Police Capt. Francois Moller said he and others read through 2,731 WhatsApp and iMessage messages on Steenkamp’s phone recovered from the scene of her death on Valentine’s Day 2013 and found 1,709 of the messages were between Steenkamp and Pistorius.
Moller estimated 90 percent of the messages were “normal conversations and loving conversations,” between Pistorius, the first double amputee to run in the Olympics in 2012, and Steenkamp, his model girlfriend.
The selected messages Moller read in a Pretoria court room Monday depicted problems in their relationship in the three weeks before Pistorius shot four times through a locked bathroom door in his home, hitting and killing Steenkamp inside.
“I’m scared of you sometimes, and how you snap at me and of how you will react to me,” Moller read as part of a text from Steenkamp’s phone of more than 500 words on Jan. 27, 2013. “You make me happy 90 percent of the time, and I think we are amazing together, but I am not some other bitch.”
The message said that Steenkamp was unhappy with Pistorius for leaving an engagement with a friend earlier than she wanted.
“I was not flirting with anyone today,” Moller read from the message. “I feel sick that you suggested that, and that you made a scene at the table and made us leave early. I’m terribly disappointed in how the day ended and how you left me. We are living in a double standard relationship where you can be mad about how I deal with stuff when you are very quick to act cold and offish when you’re unhappy.

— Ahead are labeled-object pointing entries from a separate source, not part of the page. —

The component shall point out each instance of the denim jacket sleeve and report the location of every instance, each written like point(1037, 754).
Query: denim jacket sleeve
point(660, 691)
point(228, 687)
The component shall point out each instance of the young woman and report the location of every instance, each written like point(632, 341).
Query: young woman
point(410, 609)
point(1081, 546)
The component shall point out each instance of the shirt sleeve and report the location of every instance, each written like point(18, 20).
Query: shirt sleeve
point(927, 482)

“From the outside, I think it looks like we are a struggle, and maybe that’s what we are. I just want to love and be loved, be happy and make someone so happy. Maybe we can’t do that for each other cause right now I know you aren’t happy, and I’m certainly very unhappy and sad.”
Responses came from Pistorius’ phone later that day, apologizing and asking to call Steenkamp.

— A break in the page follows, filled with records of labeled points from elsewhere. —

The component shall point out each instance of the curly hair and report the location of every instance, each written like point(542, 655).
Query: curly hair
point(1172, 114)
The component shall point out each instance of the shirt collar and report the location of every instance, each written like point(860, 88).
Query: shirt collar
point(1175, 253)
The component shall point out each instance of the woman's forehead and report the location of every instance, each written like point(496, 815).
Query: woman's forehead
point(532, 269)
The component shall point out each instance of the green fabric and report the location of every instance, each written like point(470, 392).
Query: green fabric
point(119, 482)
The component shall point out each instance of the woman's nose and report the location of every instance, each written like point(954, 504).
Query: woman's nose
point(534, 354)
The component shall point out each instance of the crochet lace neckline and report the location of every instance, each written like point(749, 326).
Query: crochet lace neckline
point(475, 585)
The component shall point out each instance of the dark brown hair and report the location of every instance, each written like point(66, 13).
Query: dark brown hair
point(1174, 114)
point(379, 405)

“I want to sort this out,” Moller read. “I don’t want to have anything less than amazing for you and I. I’m sorry for the things I say without thinking and for taking offense to some of your actions.”

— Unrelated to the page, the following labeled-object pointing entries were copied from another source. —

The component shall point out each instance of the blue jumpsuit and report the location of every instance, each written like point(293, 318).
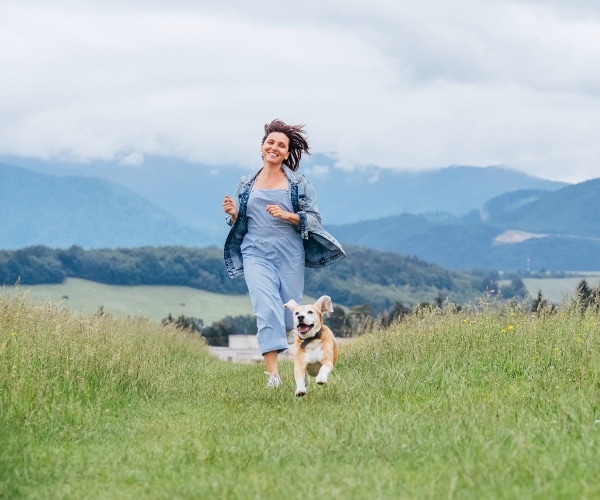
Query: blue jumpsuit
point(273, 255)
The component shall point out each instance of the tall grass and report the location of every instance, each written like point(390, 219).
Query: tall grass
point(488, 402)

The last message Moller read Monday came from Steenkamp’s phone to Pistorius’ phone on Feb. 8, 2013, six days before the fatal shooting.
“I regard myself as a lady, and I don’t feel like one tonight after the way you treated me when we left,” Moller read. “I’m a person, too, and I appreciate that you invited me out tonight, and I realize that you get harassed, but I am trying my best to make you happy, and I feel as though you sometimes never are, no matter the effort I put in. I can’t be attacked by outsiders for dating you and be attacked by you, the one person I deserve protection from.”
Pistorius could face up to 25 years if convicted of premeditated murder. He said he shot thinking there was an intruder locked in his bathroom on Valentine’s Day 2013. The prosecution said Pistorius shot after an argument with Steenkamp.
Here’s NBC News’ coverage of the Pistorius trial.
The trial is expected to resume on Tuesday at 3:30 a.m. ET.